От удивления я даже опускаю карабин. Укрытое бревнами и землей пулеметное гнездо аккуратно присыпано торфом. И деревянная скамеечка там есть. На ней сидит немец с какими-то вытаращенными глазами и весь содрогается вместе с пулеметом. Поворачиваю голову и смотрю, куда же он стреляет. Вижу, что наступил уже день. Изрытое воронками торфяное поле с развалинами на краю кажется мне знакомым. Ну да, это же наши позиции. Только зачем он туда стреляет? Там ведь никого теперь нет…
Неожиданно вижу другого немца, с белым лицом и без каски. У него в руке пулеметная лента, и он смотрит на меня, не мигая. Сажу в него из карабина, а он все стоит, лишь светлые волосы чуть шевелятся от ветра. Только теперь соображаю, что карабин не заряжен. У меня полные карманы обойм, но я лезу рукой за пояс, достаю гранату. Делаю шаг назад, потом второй, нащупываю выступ.
– Гу-га, – говорю, бросаю гранату и падаю зачем-то не вперед, а на спину. Ноги мои подбрасывает, и сразу становится им тепло.

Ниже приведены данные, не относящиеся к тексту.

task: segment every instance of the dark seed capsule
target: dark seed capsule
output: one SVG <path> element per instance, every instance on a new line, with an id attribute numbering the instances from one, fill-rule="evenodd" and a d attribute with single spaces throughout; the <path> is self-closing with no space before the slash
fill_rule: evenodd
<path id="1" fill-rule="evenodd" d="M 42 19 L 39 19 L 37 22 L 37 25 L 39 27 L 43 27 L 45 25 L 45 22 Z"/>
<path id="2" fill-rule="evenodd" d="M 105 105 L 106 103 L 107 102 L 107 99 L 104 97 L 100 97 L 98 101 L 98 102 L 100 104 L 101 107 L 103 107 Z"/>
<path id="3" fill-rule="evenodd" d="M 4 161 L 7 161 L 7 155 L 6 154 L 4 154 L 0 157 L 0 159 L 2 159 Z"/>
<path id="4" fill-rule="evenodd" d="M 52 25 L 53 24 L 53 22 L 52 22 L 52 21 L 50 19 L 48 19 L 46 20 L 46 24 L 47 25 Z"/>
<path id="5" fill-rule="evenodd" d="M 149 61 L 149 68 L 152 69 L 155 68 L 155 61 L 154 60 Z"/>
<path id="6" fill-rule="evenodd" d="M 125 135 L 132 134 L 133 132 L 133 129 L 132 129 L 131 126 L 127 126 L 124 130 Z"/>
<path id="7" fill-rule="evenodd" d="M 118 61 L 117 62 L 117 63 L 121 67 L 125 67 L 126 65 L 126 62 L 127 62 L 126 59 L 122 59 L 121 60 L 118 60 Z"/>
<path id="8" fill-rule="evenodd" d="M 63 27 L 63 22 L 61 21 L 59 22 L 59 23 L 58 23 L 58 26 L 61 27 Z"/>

Встаю и смотрю туда. Еще сыпется торф, и появляется тот же немец с белым лицом. У него в отведенной руке автомат. Он оглядывается на меня и уходит по окопу сначала медленно, потом все быстрее. Я иду за ним. Немец еще раз оглядывается и уже бежит. Я тоже бегу, мне поверху неудобно, ноги скользят, проваливаются в ямы. Какие-то люди мешают мне, перебегают дорогу. Сталкиваюсь с одним из них, вижу, что это другой немец в каске. Этот мне не нужен. Отталкиваю его и бегу дальше, не выпуская из виду того, с белым лицом. Он вылезает из окопа, останавливается и тянет, дергает из-под локтя свой автомат. Я стою напротив и не обращаю на это внимания. Лицо у него вовсе расплылось, и нос, рот – все слилось в какой-то неясный белый круг. Глаз я не вижу, только мокрые волосы по краям этого круга.
– Ты б… худая, – говорю. – Бежишь!
И бью не прикладом, а дулом вперед, в середину круга.